For The Valley’s CLO, acquiring that solid foundation of knowledge mentioned above is just the beginning. Then, the areas of greatest growth and demand must be identified, so that students can specialize in one or more of these. “In addition, it is essential to promote training in which practical application of knowledge is made through real projects, which demonstrate how to solve real-world problems and help them develop soft skills such as communication, leadership, teamwork and conflict resolution.”

And what about job prospects?

The truth is that, in areas such as programming, everything points to a situation very close to full employment. In fact, V Study on Employability and Digital Talent, Prepared by the VASS Foundation and the Autonomous University of Madrid Foundation, it shows that companies could even create around 15% more jobs if there were a greater number of suitable and available profiles.

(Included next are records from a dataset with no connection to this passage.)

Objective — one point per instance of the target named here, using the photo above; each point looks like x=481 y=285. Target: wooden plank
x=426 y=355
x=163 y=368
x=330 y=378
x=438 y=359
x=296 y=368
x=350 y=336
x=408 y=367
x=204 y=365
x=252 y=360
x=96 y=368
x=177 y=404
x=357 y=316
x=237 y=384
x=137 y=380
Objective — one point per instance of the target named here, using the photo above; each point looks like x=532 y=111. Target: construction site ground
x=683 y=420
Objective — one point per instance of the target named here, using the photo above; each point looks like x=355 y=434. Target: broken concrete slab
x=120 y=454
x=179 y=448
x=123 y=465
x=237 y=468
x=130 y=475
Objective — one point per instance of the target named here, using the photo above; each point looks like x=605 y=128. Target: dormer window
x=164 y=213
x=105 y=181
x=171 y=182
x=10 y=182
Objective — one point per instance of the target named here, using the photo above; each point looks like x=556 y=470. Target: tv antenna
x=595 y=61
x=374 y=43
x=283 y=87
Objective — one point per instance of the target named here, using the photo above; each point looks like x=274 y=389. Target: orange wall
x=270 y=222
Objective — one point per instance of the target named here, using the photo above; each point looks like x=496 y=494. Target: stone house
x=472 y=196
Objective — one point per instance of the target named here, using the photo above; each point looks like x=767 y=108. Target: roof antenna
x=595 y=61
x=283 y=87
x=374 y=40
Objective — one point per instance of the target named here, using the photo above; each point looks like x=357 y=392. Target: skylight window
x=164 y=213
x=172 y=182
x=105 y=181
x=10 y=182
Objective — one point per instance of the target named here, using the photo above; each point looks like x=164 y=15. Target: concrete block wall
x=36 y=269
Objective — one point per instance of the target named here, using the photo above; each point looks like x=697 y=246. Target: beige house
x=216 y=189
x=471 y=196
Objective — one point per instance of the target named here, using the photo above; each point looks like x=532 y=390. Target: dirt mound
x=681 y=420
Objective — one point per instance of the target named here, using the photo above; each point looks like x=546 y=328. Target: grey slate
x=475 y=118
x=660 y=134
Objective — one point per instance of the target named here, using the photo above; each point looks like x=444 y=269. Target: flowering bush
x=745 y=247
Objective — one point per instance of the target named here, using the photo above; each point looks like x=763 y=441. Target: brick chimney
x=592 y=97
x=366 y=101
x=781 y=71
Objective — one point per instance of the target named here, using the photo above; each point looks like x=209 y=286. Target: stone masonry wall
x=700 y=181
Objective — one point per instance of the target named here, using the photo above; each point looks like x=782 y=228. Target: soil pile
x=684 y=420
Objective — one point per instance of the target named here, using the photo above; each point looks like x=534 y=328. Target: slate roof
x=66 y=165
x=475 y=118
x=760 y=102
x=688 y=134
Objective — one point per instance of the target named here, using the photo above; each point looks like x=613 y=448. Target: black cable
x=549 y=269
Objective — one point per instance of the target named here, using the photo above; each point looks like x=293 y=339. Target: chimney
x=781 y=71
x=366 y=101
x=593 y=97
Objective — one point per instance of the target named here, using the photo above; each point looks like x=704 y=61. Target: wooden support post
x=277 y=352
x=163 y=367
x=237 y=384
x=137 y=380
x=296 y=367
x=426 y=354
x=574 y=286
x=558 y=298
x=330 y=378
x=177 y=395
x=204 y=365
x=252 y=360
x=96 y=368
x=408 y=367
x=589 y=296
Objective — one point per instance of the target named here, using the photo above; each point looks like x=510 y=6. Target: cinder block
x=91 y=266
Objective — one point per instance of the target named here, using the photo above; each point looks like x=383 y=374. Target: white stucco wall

“Despite the many layoffs experienced in this sector, professional profiles specialised in programming are, this year, among the most in-demand within the digital world, even above digital marketing. This is because they are increasingly present in other industries beyond the technological one, such as pharmaceuticals, finance, logistics or human resources,” says Moreno. Therefore, given the possibility that fluctuations in employment may occur again, the permanent updating of knowledge plays a key role in maintaining (or increasing) competitiveness.

However, there are also some factors that currently limit this growth, such as demand problems (new projects), the already mentioned lack of competent human resources (the problem has tripled since 2020) and the financial restrictions derived from the new restrictive profile of monetary policy, according to the latest TIC Monitor of the VASS Foundation. In any case, the expectations of businessmen in the sector remain positive, especially with regard to the short-term forecast of the evolution of the activity.

Challenges and challenges for ICT professionals

Due to this need to constantly update one’s knowledge, skills such as the ability to learn and adaptability are essential to maintain employability. A challenge that is also compounded by the ethical challenges posed by artificial intelligence and cybersecurity, with regard to data protection. Cybersecurity attacks are becoming more sophisticated and regulatory requirements more complex.

On the other hand, the lack of diversity in the technology industry is a persistent problem that companies are trying to address. “We are aware that, here, the challenge is twofold: we face a shortage of technological talent and a gender gap within the sector itself. According to data from the National Institute of Statistics, women only occupy 29.4% of the total in the ICT sector, compared to the national average of 46.4%,” argues Rueda.

For this reason, “many companies have specific programs to promote diversity and equity in their organizations. Initiatives that include mentoring, diversity training, and leadership development programs for underrepresented groups,” Moreno adds. “In addition, more and more tools and techniques are being used to eliminate unconscious bias in hiring and promotion processes.”